Question

A bin of 50 parts contains 5 that are defective. a sample of 10 parts is selected at random, without replacement. how many samples contain at least four defective parts.

Answer 1

FROM the 5 defective parts , select 4, and the number of ways to complete this step (5!/4!1!) =5 . from the 45 non-defective parts ,select 6, and the number of ways to complete this step 45!/(6!39!) =8,145,060. THEREFORE the number of samples that contain exactly 4 defective parts is 5(8,145,060 )= 40,725,300 , the number of ways to select 5 is 5!(5!1!)=1. from the 45 non-defective parts select 5 and the numbers of ways to complete this step is 45!/(5!40!)=1221759 . therefore the number of samples that contain exactly 5 defective parts is 1(1221759)=41947059. therefore ,the number of samples that contain exactly 5 defective parts is 1(1221759) =1221759 . therefore the number of samples that contain at least four defective parts is 40725300+1221759=41947059

Answer 2

Answer:

41,947,059 samples contain at least four defective parts.

Step-by-step explanation:

The order of the parts are not important, and they are chosen without replacement.
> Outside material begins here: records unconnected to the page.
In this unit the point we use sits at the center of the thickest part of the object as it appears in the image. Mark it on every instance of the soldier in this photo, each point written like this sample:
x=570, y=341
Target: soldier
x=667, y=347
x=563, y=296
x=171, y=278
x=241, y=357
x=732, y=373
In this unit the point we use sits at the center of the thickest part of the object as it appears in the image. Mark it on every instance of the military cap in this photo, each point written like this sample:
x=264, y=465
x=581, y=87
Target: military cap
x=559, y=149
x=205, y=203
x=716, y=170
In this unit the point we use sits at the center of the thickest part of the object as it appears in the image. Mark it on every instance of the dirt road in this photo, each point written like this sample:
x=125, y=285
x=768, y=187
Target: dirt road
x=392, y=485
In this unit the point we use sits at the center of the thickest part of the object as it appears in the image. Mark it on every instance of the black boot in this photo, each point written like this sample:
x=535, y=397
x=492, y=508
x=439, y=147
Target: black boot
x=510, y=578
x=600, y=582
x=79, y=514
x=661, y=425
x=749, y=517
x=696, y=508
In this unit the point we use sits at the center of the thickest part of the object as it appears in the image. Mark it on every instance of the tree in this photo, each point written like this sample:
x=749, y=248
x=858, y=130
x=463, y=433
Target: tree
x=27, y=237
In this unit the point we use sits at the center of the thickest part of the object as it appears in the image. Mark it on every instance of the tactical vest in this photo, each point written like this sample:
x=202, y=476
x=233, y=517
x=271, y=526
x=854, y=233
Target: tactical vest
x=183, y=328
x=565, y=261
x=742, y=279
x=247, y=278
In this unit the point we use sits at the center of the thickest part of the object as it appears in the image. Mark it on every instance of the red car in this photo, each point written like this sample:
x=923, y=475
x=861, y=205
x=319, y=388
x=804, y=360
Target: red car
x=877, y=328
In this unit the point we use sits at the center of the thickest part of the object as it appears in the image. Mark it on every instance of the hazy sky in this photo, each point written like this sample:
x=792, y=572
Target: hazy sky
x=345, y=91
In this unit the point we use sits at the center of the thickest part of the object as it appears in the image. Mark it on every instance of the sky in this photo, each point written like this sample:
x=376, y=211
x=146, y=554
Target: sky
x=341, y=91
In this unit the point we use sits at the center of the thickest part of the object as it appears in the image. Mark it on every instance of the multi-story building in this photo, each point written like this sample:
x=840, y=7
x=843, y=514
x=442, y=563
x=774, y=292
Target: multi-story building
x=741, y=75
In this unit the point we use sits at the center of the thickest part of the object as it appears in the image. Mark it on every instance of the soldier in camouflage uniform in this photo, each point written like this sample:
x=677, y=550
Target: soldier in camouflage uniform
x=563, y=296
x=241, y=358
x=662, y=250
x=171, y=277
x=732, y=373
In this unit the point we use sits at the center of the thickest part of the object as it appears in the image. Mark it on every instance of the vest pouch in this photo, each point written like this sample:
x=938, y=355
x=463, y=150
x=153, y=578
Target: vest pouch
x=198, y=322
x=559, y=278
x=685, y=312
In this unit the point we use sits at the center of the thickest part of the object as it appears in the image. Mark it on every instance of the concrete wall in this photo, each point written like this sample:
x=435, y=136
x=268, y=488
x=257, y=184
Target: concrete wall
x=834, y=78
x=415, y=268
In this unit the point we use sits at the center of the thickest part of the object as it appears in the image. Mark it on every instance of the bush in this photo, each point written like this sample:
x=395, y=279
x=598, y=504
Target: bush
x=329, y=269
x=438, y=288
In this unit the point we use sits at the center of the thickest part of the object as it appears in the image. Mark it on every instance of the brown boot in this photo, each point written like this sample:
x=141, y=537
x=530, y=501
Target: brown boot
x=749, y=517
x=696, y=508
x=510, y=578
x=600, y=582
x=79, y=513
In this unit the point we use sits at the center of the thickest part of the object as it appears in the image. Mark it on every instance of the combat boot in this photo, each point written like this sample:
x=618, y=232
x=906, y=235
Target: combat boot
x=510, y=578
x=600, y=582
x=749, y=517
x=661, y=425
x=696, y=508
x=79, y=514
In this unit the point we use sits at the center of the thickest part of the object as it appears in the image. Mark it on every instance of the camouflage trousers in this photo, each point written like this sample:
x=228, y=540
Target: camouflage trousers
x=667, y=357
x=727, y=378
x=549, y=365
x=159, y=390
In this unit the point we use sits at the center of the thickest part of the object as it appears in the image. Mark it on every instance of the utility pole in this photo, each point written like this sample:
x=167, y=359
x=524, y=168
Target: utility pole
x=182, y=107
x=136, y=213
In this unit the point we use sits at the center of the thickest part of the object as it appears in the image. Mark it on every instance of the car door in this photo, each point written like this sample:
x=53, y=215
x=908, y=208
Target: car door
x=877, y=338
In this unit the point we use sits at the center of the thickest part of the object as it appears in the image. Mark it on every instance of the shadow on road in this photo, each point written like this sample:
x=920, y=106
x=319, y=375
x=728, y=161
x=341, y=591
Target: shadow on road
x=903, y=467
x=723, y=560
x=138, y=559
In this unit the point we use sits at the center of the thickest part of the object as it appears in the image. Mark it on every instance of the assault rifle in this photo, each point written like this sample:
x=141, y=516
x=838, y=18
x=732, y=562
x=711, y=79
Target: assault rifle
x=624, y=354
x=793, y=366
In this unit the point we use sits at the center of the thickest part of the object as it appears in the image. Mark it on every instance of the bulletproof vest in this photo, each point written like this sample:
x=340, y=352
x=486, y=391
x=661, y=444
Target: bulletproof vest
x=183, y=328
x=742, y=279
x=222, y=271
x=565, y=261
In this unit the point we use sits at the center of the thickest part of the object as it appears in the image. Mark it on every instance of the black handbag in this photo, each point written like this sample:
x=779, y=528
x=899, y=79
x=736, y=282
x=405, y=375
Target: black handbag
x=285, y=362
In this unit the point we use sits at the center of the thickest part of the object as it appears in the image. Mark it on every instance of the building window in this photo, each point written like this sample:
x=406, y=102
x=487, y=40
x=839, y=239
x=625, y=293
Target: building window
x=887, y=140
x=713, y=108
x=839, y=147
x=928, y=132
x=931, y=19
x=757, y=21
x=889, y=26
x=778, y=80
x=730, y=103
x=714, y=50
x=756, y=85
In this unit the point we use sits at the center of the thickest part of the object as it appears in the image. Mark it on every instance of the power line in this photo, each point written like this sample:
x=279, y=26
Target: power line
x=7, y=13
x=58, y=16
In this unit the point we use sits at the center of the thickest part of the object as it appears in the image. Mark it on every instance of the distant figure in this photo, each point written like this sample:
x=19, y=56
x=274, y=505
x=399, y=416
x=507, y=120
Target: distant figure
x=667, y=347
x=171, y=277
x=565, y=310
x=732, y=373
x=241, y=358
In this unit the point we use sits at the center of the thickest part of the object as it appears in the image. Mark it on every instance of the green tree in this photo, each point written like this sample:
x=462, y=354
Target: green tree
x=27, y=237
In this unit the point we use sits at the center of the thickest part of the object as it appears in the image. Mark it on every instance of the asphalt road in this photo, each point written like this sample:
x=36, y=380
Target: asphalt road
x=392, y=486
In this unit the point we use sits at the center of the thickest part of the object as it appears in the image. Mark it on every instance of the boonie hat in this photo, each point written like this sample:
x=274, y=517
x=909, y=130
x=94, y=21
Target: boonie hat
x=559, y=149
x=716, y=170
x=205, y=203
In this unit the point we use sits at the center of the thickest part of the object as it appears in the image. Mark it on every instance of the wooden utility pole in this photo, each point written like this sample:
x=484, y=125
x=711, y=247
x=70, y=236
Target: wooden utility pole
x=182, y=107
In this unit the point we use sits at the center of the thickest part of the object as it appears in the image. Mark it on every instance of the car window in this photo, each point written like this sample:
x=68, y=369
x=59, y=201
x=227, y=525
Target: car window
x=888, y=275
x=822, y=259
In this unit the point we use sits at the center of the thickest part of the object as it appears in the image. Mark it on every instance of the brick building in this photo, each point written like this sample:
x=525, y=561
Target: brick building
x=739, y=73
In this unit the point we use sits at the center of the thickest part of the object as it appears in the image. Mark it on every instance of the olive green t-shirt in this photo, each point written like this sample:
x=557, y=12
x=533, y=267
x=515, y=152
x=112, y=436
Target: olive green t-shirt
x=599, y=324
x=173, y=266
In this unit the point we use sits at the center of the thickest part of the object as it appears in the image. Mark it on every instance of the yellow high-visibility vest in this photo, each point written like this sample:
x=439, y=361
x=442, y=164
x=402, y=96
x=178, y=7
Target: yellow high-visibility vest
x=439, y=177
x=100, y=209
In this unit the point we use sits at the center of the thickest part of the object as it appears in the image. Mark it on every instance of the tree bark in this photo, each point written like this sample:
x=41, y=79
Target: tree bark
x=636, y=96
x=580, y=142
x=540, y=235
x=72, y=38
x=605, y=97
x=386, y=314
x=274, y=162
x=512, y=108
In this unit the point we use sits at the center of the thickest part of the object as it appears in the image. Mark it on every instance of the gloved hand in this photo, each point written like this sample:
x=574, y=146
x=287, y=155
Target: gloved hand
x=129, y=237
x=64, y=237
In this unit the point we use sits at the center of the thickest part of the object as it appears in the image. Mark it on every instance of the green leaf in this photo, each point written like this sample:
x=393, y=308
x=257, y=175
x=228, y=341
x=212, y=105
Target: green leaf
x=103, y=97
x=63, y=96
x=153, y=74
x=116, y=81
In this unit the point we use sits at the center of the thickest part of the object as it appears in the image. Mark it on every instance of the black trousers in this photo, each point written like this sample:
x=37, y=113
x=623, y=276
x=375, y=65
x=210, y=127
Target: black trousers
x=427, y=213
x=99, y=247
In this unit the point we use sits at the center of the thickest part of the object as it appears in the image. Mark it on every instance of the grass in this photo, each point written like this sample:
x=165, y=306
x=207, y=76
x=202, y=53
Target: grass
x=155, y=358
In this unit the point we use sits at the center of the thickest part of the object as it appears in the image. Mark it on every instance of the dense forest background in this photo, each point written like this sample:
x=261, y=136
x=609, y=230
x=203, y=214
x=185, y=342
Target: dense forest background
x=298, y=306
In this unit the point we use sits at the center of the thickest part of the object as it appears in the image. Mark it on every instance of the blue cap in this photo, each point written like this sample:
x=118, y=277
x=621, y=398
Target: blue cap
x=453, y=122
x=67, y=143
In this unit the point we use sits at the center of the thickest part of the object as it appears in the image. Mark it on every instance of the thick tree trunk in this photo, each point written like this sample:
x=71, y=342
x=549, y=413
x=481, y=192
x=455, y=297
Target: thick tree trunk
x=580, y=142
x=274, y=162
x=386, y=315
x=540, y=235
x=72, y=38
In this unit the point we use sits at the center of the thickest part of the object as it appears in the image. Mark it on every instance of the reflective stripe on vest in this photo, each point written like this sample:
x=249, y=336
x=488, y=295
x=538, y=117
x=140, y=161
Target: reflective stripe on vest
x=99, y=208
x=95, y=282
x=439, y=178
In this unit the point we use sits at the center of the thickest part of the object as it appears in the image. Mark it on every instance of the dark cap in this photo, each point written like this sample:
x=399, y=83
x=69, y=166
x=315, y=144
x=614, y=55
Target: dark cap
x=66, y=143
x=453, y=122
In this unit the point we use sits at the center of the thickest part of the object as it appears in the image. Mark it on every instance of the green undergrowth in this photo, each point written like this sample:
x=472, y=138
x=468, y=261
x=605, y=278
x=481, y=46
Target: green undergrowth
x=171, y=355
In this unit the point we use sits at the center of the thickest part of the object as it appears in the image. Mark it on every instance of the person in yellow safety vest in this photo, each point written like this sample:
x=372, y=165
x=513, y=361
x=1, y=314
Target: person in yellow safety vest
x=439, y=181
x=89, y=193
So the combinations formula is used to solve this question.

Combinations formula:

$C_{n,x}$ is the number of different combinations of x objects from a set of n elements, given by the following formula.

$C_{n,x} = \frac{n!}{x!(n-x)!}$

4 defective parts:

There are 10 parts chosen, of 50 in total.

We want 4 defective, from a set of 5.

And 10-4 = 6 non-defective, from a set of 50-5 = 45. So

$C_{5,4}*C_{45,6} = \frac{5!}{4!(5-4!)}*\frac{45!}{6!(45-6!)} = 40725300$

5 defective parts:

5 defective, from a set of 5.

5 non-defective, from a set of 45. So

$C_{5,5}*C_{45,5} = \frac{5!}{5!(5-5!)}*\frac{45!}{5!(45-5!)} = 1221759$

How many samples contain at least four defective parts.

40725300 + 1221759 = 41,947,059

41,947,059 contain at least four defective parts.